If money is under private control it would probably tend to be the
neutral factor that the classicists envisioned it to be. It is not as
neutral as they thought, because, after all, it is an article of
wealth. Just as the increase or decrease of any commodity has an
effect on the market so does the increase or decrease of the supply of
money have an effect. But the effect would not be that which occurs
under a governmentally monopolized monetary system, wherein money
becomes a vehicle for attempting to institute reforms to aid debtors
or to alter social and economic conditions.
A people certainly want a sound money. However, it must not be
assumed that just because sound money does exist that economic justice
necessarily is the order of the day, Such requires, among other
things, the adoption of a just system of land tenure, as well as the
freedom of the individual to do as he pleases, qualified only by his
not interfering with his neighbor's equal freedom.

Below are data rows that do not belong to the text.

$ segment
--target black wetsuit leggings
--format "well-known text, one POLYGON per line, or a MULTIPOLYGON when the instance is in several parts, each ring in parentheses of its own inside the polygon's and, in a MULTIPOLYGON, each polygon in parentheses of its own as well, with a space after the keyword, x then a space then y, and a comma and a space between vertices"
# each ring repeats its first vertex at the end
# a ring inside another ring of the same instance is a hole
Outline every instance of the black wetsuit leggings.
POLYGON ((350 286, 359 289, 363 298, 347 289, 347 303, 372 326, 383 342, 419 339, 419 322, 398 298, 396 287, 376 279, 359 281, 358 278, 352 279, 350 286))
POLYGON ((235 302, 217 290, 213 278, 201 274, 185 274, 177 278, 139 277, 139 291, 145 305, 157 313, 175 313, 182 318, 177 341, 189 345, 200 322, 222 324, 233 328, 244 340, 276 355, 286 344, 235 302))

Money and its effects may be likened to the blood system. The fact
that one has a sound system for distributing the blood throughout the
body does not mean that one is necessarily healthy. Other factors are
required. But just as it is difficult, if not impossible to have a
truly healthy body if the circulatory system is not a healthy one, so
it is difficult if not impossible to have a just society in a highly
developed civilization if the monetary system is not a sound one.
On the other hand, it is hardly likely that a healthy circulatory
system will exist if other parts of the body are seriously diseased.
Analogously, it is hardly likely that a sound monetary system will
prevail if other aspects of the economy are unhealthy. One can almost
measure the degree of health of an economy by its monetary system. If
the economy is a just one, the monetary system will be sound. If the
economy is not a just one, then the monetary system will probably be
an unhealthy one. This points up the fact that while people are
groping toward creating a sound currency, they must also strive to
create a just economic system, for the one goes with the other.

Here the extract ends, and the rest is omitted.